Sattar Patel, a farmer in Latur district in the state, has filed a complaint with the local police against the state-run India Meteorological Department (IMD) for getting monsoon predictions wrong.
Sattar and his fellow farmers, who approached the Murud police station on Monday, are demanding that the Met department be booked under section 420 (cheating) of the Indian Penal Code (IPC).
The growers claim its faulty forecasts have piled up losses for them.
The police say they have taken note of the matter.
Patel, like many other farmers in Bhise Wagholi village in the district, had planned his sowing for the season according to the IMD predictions. But it has all come to naught, he rues.
"The IMD predicted 97% showers for this season. Going by that, all of us sowed seeds right in the first rains, said Patel.

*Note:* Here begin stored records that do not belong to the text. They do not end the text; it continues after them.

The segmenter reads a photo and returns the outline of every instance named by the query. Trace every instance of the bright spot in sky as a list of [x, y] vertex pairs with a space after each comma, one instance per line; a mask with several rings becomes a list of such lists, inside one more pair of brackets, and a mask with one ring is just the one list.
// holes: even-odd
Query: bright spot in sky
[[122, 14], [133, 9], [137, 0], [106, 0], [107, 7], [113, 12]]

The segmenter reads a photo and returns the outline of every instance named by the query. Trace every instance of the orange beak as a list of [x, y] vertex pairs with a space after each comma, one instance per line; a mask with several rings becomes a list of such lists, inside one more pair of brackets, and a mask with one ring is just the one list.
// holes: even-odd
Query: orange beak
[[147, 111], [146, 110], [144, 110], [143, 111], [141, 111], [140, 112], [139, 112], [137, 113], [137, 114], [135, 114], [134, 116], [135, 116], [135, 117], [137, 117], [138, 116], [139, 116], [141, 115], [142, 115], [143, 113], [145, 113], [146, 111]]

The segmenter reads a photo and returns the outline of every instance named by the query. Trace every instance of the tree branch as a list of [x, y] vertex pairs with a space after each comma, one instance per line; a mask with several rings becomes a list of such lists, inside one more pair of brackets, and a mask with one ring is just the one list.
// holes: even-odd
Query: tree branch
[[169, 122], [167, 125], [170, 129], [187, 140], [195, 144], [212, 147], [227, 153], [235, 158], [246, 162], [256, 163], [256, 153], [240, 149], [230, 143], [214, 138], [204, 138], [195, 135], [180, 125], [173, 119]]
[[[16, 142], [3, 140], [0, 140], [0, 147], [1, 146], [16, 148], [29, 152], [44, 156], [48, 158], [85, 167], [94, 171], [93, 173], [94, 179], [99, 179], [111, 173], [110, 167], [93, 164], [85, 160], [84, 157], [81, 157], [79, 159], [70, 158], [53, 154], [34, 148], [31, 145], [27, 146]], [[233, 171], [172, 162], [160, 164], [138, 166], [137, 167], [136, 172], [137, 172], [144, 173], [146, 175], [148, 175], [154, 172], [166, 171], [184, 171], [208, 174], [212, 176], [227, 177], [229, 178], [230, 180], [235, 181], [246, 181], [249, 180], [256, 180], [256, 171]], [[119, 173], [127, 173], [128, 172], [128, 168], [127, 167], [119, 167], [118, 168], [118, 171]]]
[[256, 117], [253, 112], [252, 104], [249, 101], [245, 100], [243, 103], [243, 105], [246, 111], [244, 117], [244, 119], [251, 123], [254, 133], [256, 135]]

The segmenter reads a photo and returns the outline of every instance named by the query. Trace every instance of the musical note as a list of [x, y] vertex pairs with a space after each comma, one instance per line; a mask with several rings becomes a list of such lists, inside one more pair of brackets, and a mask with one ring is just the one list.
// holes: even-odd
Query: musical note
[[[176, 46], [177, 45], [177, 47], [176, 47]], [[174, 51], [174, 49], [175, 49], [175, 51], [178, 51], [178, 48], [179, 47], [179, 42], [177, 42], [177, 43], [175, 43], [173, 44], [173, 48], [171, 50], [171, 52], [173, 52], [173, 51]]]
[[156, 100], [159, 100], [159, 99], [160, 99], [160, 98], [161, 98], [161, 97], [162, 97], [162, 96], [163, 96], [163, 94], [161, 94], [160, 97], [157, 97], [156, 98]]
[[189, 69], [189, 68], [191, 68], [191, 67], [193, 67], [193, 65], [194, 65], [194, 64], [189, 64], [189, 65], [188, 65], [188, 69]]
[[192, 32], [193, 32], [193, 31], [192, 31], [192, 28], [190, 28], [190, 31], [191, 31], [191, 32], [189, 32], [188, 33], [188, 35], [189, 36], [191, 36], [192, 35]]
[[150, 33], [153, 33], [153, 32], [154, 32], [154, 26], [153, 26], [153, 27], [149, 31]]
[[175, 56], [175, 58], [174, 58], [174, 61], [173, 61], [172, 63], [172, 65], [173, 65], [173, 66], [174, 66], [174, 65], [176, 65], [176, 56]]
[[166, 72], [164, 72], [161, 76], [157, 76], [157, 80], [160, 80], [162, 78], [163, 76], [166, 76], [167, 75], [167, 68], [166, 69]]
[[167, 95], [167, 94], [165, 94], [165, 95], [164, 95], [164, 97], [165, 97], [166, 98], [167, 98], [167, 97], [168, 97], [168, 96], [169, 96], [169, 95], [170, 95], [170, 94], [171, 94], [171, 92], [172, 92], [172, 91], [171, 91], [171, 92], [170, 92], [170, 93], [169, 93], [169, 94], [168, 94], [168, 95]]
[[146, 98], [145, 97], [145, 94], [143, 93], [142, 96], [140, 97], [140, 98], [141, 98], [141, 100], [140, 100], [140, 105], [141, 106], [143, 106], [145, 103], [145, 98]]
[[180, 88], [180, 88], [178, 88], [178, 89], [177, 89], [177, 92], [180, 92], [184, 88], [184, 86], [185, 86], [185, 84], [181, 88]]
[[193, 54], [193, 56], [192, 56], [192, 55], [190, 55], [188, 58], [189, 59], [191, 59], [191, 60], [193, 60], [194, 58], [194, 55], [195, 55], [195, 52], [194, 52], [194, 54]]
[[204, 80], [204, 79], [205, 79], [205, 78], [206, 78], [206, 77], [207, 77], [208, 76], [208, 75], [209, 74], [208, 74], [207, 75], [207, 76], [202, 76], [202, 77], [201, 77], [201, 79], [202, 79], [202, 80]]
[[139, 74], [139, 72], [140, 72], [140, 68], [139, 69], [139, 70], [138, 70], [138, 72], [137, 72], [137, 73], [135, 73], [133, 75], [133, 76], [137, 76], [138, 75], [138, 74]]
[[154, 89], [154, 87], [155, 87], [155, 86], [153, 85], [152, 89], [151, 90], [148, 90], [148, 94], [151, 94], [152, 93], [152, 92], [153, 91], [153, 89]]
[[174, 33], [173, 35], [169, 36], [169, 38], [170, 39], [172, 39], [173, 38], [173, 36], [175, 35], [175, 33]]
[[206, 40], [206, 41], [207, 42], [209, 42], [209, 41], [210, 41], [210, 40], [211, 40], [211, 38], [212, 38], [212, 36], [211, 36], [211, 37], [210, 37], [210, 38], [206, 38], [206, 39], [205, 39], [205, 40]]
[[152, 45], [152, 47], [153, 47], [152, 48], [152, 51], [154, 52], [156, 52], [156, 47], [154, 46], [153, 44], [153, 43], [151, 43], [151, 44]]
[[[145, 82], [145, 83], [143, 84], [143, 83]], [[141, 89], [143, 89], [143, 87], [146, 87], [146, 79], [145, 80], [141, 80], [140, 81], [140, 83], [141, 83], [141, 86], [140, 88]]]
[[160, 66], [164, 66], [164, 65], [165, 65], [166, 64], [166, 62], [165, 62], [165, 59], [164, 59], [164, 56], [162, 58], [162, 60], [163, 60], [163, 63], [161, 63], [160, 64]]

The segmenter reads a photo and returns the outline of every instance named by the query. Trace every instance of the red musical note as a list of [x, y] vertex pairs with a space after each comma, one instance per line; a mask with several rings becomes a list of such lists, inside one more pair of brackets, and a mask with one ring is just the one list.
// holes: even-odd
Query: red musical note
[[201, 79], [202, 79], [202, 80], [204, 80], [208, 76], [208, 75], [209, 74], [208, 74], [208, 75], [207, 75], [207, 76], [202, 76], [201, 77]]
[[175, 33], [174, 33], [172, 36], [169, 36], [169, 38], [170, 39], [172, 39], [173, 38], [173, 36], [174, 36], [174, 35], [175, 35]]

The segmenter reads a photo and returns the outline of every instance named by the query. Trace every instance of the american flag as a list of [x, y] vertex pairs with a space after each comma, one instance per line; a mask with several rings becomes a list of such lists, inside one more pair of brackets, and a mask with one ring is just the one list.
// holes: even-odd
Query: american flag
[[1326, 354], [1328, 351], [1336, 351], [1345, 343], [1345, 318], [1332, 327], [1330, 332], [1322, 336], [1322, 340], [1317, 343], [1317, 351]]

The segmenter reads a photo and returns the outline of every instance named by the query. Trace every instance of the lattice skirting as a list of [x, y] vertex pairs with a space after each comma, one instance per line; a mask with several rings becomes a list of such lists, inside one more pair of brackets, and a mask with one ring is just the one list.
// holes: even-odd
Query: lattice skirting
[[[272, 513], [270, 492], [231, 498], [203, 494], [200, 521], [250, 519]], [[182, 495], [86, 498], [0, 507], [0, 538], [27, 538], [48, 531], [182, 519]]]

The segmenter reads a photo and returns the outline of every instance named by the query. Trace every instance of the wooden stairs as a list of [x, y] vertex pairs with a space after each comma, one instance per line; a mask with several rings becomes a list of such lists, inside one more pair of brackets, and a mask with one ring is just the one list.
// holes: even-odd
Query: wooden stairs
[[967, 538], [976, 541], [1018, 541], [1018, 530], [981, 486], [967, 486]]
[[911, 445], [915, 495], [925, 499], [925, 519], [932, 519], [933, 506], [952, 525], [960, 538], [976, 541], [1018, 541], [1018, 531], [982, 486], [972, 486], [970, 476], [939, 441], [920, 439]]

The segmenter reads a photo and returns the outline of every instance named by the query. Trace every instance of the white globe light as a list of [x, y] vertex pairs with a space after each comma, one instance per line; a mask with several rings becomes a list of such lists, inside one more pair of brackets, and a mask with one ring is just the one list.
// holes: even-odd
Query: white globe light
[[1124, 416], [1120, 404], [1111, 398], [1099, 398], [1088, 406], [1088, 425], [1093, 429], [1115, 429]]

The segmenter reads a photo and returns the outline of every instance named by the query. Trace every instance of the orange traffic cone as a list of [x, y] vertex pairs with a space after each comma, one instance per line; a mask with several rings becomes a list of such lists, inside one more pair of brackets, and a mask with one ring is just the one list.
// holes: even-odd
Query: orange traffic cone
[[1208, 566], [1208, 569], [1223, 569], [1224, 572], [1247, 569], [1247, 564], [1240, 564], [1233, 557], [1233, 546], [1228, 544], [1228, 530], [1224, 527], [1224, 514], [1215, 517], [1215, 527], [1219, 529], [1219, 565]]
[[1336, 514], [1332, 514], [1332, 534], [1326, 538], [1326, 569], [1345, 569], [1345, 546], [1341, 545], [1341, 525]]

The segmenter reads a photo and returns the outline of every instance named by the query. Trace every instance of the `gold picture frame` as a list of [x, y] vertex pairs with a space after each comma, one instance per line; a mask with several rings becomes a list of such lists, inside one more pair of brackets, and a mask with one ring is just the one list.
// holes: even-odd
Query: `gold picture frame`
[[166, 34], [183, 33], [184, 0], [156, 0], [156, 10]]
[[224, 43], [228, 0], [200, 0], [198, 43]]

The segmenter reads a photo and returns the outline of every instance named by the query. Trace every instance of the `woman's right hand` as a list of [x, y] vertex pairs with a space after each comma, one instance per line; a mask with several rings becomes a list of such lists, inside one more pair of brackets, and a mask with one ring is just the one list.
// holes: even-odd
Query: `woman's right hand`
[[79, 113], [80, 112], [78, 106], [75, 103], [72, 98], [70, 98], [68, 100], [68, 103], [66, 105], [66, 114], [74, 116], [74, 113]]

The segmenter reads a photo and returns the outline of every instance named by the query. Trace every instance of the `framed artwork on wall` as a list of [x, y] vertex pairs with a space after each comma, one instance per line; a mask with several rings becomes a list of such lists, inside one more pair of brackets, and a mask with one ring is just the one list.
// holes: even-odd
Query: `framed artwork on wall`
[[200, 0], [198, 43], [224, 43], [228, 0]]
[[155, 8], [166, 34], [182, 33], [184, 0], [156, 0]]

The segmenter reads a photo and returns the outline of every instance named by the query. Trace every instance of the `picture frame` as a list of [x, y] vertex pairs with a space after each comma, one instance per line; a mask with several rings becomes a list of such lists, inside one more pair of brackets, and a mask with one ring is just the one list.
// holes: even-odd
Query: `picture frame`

"But there are no rains yet. The whole land remains parched. If they had not made such predictions, we farmers would not have started sowing so expansively," said Patel.
He blamed the weather department for the "miserable state we are in".
Patel owns a plot of ten acres in the village.
"I had sown soya bean for the season. It drizzled a little in the beginning but later, the area didn't get any rains," said Patel.
Patel once again tilled the land, with a tractor, but it has borne no fruit.
Tattyarao Bhalerao, assistant inspector at Murud police station, said: "We have taken the farmers' issue into consideration. We will have further consultation with our seniors and accordingly take a decision."